03 April 2011

Profiling in Klink

Profiling in Klink

Klink is now at the stage where it makes some sense to profile it. The C part can just be profiled as C. That makes sense for the C parts, but tells me nothing about the Kernel parts. (Some of Klink is in a Kernel prolog that is loaded first) As far as the C profiler knows, that's merely _klink_cycle being called many times.

What I need to know is how much each combiner of interest causes _klink_cycle to be called. ISTM I won't need to track C-to-C calls even when they are "the same" as Kernel code. The C profiler will do a far better job of profiling C-to-C calls.

Profiling in Guile

Profiling Scheme is not like profiling C. There's no single relevant call-stack. A call might apply continuations, force promises, or cause dynamic guards to be called. It might even be returned to multiple times. There's not neccessarily much relation between the stack below a call and the amount of evaluation that that call caused.

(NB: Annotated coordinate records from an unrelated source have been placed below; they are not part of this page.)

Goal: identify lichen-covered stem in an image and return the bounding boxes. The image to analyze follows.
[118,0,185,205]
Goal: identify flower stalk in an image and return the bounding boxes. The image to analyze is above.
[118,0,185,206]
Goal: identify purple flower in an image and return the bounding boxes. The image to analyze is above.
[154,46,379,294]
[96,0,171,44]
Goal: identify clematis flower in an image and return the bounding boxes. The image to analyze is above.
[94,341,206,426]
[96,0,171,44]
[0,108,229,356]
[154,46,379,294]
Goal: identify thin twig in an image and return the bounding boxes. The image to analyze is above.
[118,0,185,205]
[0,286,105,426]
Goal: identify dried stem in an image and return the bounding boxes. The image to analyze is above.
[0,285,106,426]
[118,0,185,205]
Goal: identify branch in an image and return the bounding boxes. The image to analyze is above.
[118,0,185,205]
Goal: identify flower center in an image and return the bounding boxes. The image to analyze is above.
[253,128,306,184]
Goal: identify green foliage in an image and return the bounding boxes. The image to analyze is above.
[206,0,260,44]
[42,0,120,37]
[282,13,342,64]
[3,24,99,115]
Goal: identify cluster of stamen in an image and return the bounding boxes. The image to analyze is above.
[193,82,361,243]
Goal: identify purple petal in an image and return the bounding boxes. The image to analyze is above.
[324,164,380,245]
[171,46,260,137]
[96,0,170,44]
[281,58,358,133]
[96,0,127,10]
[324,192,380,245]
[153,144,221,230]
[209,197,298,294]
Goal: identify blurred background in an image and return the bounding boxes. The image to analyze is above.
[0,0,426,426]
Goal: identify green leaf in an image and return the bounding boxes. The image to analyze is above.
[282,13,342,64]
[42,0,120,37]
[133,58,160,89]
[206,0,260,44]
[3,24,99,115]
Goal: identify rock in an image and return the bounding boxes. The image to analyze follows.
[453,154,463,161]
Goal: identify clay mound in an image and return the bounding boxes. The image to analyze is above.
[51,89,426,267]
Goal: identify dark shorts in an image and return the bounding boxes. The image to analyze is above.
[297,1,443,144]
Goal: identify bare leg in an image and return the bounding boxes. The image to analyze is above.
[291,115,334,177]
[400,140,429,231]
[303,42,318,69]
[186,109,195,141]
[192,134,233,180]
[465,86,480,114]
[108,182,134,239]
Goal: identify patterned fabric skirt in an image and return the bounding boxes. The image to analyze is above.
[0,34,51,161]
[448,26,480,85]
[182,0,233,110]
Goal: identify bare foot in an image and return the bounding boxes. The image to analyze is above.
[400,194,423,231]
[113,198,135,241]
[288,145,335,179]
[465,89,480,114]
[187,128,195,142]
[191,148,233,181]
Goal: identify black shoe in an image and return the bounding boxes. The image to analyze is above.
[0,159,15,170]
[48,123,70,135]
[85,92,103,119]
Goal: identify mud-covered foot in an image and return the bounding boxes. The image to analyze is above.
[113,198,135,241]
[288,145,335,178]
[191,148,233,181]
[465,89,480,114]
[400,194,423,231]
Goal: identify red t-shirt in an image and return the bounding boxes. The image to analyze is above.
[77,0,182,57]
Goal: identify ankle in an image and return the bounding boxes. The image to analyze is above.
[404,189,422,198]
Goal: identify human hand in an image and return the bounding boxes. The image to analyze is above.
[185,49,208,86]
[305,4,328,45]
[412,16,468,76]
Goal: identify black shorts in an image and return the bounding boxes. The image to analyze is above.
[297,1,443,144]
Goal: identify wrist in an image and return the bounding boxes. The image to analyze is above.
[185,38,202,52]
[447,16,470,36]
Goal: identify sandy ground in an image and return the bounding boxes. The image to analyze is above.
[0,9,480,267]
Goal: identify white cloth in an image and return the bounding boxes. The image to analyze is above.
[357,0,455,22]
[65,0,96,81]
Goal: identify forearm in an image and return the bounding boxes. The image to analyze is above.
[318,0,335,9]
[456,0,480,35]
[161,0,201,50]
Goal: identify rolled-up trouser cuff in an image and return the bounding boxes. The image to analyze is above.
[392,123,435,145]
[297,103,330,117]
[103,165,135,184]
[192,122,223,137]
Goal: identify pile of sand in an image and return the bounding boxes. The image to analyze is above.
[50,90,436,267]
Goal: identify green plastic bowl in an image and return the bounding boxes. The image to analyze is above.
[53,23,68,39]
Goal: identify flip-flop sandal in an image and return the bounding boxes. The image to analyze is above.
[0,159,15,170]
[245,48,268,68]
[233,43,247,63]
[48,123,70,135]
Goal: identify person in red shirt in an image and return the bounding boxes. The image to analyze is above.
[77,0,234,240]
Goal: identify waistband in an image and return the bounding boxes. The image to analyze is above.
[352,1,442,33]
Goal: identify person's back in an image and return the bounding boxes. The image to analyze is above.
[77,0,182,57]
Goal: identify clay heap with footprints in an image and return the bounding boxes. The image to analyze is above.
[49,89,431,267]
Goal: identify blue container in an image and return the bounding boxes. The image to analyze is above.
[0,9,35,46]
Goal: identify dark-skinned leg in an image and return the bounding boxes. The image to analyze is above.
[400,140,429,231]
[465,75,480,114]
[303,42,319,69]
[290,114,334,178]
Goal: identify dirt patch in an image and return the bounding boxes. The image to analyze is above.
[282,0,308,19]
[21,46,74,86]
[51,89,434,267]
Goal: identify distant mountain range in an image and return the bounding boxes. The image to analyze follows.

So I looked at how other Schemes do profiling, specifically Guile. Surprise, Guile's statprof just does it the C way! It just walks up "the" stack. Exactly what I didn't want to do.

What I'm doing instead

The stack in Klink is a spaghetti stack (as usual for Scheme). It's also heterogeneous. While call frames are the "main" thing, and they are what is popped when one combiner is evaluated, the stack includes:

  • call frames
  • guards
  • dynamic variables

So to that list I added profile structures. They contain:

  • Pointer to the combiner in question
  • Count of eval-cycles so far.

That much I've already written. For profiling, each _klink_cycle will push the combiner it is using. That's unless the same combiner is already being profiled in this frame, which happens when a combiner recurses as a tail call.

That's because _klink_cycle stores the profiling node above the original frame (ie, one place further away from the leaves of the stack). It has to, because it pops the frame that made that combiner launch. If it stored tail calls too, recursive functions could accumulate many profiling frames. In particular, the REPL loop would have a ton of them, because it's implemented as a recursive combiner.

I may make profiling count distinct tail calls, but for now I'm just treating tail calls as continuances of the original call.

This design will not show calls that never terminate. It's not clear that they could be meaningfully profiled. This specifically includes calls that never continue normally.

This design also doesn't try to handle re-entered continuations. The second time a continuation is used, the elapsed number of _klink_cycle counts bears no relation to how much evaluation the call caused. Again, it's not clear that this situation can be meaningfully profiled. I will probably just ignore returns other than the first time.

It's also not clear what this should do when a call's continuation is stored (say in user environment), and later is used for the first time. It would be misleading to count every _klink_cycle between the two times. So this design is far from perfect too.

Slightly different topic: Plans for the stack

Make it a list of Kernel objects

At the moment, the stack nodes are a different set of types than Klink objects. But it nags at me that they partly overlap and have an extra layer of indirection that was inherited from Tinyscheme. For instance, a combiner on the stack is very nearly a Kernel combiner object. But it also contains an environment, and it has to have a second tag to type it on the stack.

In the future I am hoping to make the stack just a list of Kernel objects. One tag would disambiguate these objects both type-wise and stack-wise.

That would let a number of "hot" stack-handling functions be simpler. But it would also eject the static environment object from stack frames. However, the static environment is mostly re-used every frame. We only need to restore environment occasionally:

  • When continuing abnormally
  • When popping (continuing normally out of) a vau
  • When popping an eval
  • In certain special contexts such as evaluating guards or promises

In some of those contexts I already have to manage environment explicitly. So I may simply move an environment argument into the continuation object, and treat an environment object on stack as meaning "restore this static environment".

Args on stack

At the moment, arglists in Klink are literally lists. There is no attempt to vectorize them, nor keep track of previous type-checks on them.

If the stack directly stored objects, it would be tempting to also use it to store an argvector when that is applicable, and to store intermediate variables on it, and even vectors of environments that we know won't be captured.

However, such objects must be categorically distinguished from all other stack objects. Combiner objects at least risk being falsely recognized as frames. All that might be required is a type that means "The next N slots are reserved, pop past them when popping frame".

COW spaghetti stacks

Months ago I blogged about a design I call COW spaghetti stacks. Basically spaghetti stacks that try to be vectors for sub-portions that allow that. The above changes would make it tempting to implement them in Klink.